Chemical escapes Only escapes. Mind space Head space Space out for a while, hours Days.
There's something surreal about seeing the reflection of yourself snort *******. I didn't like it. I saw my eyes and I looked at myself. Why are you doing this. What lead you here. Is this what you want?
****, I don't know what I want. I want to be okay, whatever form that takes *******, marijuana, 2C-B, diphenhydramine It's all the same to me.
God, please God just fry my brain Make catatonic this once glowing man Take away my fire, ***** me. Soil this once golden visage.
**** me inside so I don't **** the outside. I pulled my rifle out today. And admired it's absolute, cold, resolution. A complexion of death engraved in it's blued steel. A full metal jacket to wrap around my thoughts, Keep me warm for the rest of my life.
I pulled this knife into my skin again And watched drops of blood ooze from my shell. My shell. Shell. Empty shell.
Sleep forever, Shell or no shell, I want to sleep until I'm better. Or she is.
I feel guilt. This isn't her responsibility, This is mine.
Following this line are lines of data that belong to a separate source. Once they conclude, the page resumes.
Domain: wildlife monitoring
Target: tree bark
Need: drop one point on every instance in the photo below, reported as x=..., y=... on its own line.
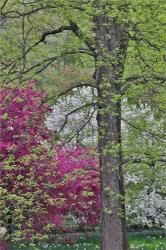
x=111, y=47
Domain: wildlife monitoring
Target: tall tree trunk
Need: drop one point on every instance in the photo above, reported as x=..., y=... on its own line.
x=111, y=46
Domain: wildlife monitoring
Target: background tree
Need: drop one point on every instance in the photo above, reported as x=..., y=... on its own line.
x=126, y=40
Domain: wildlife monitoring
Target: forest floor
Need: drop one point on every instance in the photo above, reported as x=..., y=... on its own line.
x=138, y=241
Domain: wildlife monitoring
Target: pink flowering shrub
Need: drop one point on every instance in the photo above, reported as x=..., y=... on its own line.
x=40, y=187
x=29, y=179
x=79, y=168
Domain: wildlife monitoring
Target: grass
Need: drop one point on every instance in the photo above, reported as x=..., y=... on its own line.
x=138, y=241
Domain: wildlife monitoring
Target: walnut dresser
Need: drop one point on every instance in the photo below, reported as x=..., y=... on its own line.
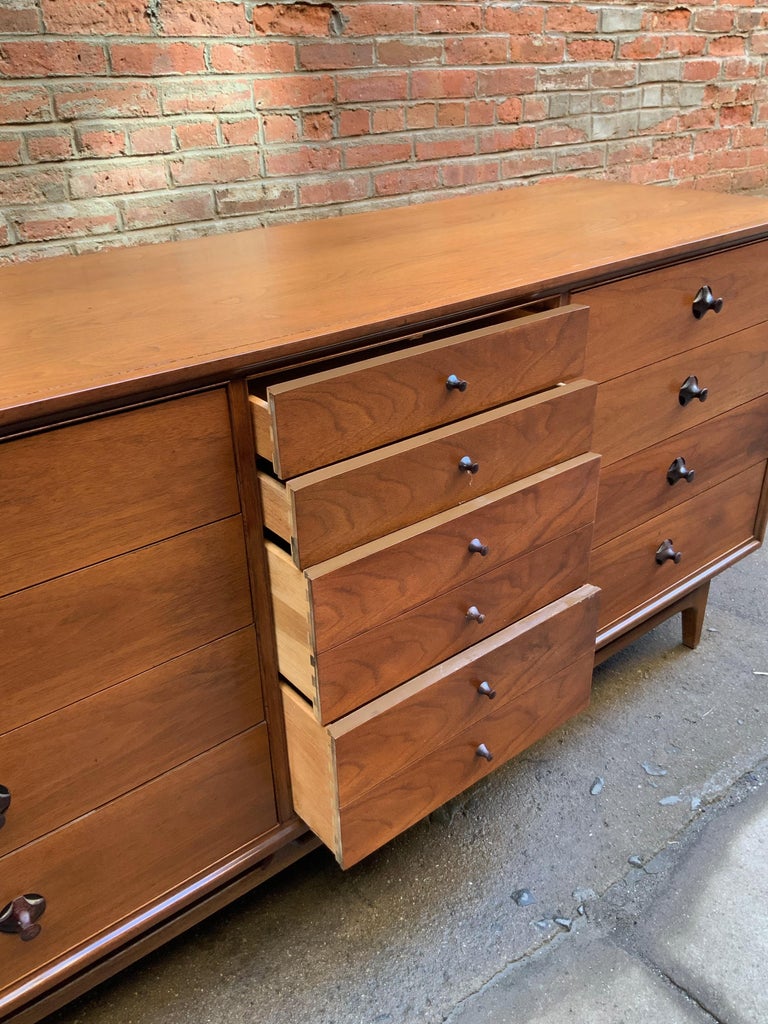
x=306, y=529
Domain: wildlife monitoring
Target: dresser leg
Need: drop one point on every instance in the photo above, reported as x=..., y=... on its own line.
x=693, y=615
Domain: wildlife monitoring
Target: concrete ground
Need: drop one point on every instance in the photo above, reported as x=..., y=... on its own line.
x=640, y=830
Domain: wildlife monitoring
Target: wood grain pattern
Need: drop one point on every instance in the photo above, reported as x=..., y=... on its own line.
x=76, y=635
x=715, y=450
x=637, y=411
x=85, y=493
x=105, y=865
x=701, y=528
x=344, y=506
x=411, y=795
x=370, y=585
x=382, y=657
x=640, y=320
x=75, y=760
x=329, y=416
x=215, y=306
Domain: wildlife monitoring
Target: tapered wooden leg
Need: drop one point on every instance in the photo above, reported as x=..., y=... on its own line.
x=693, y=615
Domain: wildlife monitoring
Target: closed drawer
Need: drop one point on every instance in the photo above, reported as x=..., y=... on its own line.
x=700, y=530
x=635, y=412
x=82, y=494
x=342, y=507
x=711, y=453
x=124, y=857
x=120, y=617
x=95, y=750
x=641, y=320
x=318, y=419
x=366, y=778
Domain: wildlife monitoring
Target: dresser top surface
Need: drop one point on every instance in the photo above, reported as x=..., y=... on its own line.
x=79, y=330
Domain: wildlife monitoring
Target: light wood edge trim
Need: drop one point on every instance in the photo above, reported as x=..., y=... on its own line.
x=292, y=621
x=421, y=683
x=312, y=764
x=275, y=507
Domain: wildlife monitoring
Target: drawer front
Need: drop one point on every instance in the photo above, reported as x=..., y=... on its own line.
x=641, y=320
x=376, y=742
x=382, y=657
x=701, y=529
x=339, y=413
x=414, y=793
x=711, y=452
x=85, y=493
x=120, y=617
x=635, y=412
x=71, y=762
x=361, y=499
x=371, y=585
x=120, y=859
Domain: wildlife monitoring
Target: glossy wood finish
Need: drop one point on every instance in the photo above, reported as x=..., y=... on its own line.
x=715, y=450
x=637, y=411
x=120, y=617
x=107, y=864
x=344, y=506
x=163, y=315
x=715, y=521
x=85, y=493
x=77, y=759
x=329, y=416
x=641, y=320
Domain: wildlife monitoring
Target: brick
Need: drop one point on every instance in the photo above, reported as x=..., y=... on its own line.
x=100, y=140
x=66, y=220
x=195, y=134
x=94, y=17
x=396, y=53
x=376, y=154
x=407, y=179
x=206, y=95
x=19, y=104
x=293, y=18
x=448, y=18
x=104, y=99
x=172, y=208
x=157, y=58
x=303, y=160
x=214, y=168
x=204, y=17
x=50, y=145
x=148, y=139
x=373, y=87
x=50, y=58
x=128, y=176
x=252, y=57
x=322, y=56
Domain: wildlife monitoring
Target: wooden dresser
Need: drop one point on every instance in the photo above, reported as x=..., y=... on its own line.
x=317, y=525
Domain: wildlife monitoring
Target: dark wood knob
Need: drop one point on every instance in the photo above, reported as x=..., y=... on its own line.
x=666, y=553
x=679, y=471
x=705, y=301
x=455, y=383
x=19, y=916
x=4, y=803
x=690, y=390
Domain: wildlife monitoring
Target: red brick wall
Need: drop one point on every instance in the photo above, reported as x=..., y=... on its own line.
x=132, y=121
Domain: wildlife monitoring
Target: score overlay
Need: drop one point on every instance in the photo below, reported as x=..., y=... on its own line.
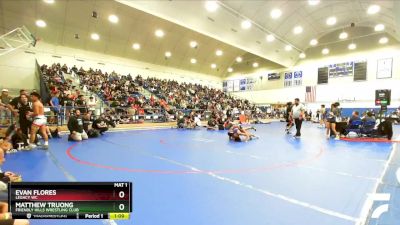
x=70, y=200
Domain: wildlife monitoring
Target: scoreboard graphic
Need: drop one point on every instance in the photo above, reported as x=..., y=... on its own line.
x=70, y=200
x=293, y=79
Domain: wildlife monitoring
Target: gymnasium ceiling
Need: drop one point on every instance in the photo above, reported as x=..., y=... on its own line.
x=185, y=21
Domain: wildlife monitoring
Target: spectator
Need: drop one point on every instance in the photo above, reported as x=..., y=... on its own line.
x=75, y=127
x=369, y=117
x=55, y=107
x=5, y=112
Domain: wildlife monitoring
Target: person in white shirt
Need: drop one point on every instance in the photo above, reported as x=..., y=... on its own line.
x=298, y=116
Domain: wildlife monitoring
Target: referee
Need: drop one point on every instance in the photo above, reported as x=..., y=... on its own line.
x=298, y=115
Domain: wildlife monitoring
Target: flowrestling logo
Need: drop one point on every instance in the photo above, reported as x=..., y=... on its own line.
x=383, y=197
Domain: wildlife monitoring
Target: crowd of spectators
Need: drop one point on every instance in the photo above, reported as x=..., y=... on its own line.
x=124, y=95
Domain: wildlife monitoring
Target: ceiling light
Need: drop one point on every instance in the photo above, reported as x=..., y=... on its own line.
x=211, y=6
x=270, y=38
x=288, y=47
x=95, y=36
x=313, y=42
x=379, y=27
x=113, y=18
x=159, y=33
x=331, y=21
x=136, y=46
x=343, y=35
x=41, y=23
x=383, y=40
x=246, y=24
x=313, y=2
x=276, y=13
x=373, y=9
x=193, y=44
x=297, y=30
x=352, y=46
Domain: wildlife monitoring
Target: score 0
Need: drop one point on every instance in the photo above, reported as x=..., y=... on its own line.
x=122, y=192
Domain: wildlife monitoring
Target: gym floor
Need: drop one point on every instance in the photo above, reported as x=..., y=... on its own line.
x=184, y=177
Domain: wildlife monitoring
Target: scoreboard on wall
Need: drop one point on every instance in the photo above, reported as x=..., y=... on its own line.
x=246, y=84
x=70, y=200
x=341, y=69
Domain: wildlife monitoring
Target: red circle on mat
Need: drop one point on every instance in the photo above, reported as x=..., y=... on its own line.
x=194, y=170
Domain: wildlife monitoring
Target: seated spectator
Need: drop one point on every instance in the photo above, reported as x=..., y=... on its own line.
x=92, y=104
x=100, y=124
x=75, y=127
x=5, y=113
x=81, y=103
x=369, y=117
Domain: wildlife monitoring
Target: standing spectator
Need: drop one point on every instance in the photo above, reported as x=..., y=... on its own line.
x=55, y=107
x=298, y=116
x=75, y=127
x=23, y=108
x=5, y=112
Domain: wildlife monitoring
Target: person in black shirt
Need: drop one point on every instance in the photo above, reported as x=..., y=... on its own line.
x=22, y=108
x=86, y=121
x=75, y=127
x=288, y=117
x=354, y=117
x=100, y=124
x=81, y=103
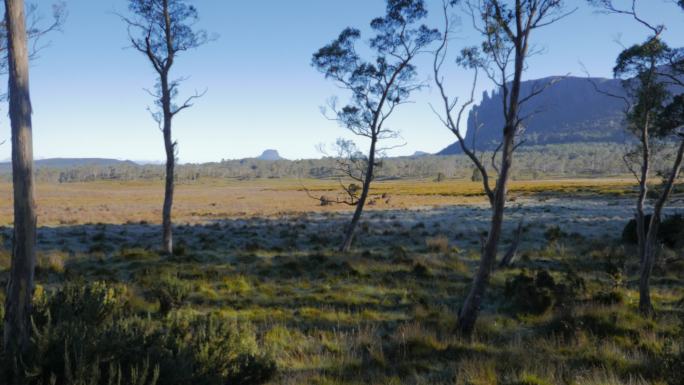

She's dealing with her own **** I have to deal with mine But- GOD I think we can deal better Together.
I'm sick of abusing drugs to escape And I'm sick of sleeping And I'm sick of hurting And thinking of my death, God, PRAYING for it while I sleep.
Get better Marshall. Get well soon. Just will yourself out.
Like I can do that.
It's chemical, these problems. Some molecules in my brain fill some holes And I feel better. And I make better art and I smile and laugh. God I want to smile and laugh.
I will Faust my soul away If it brings more sunny days. I will Faust my will away If it makes you stay.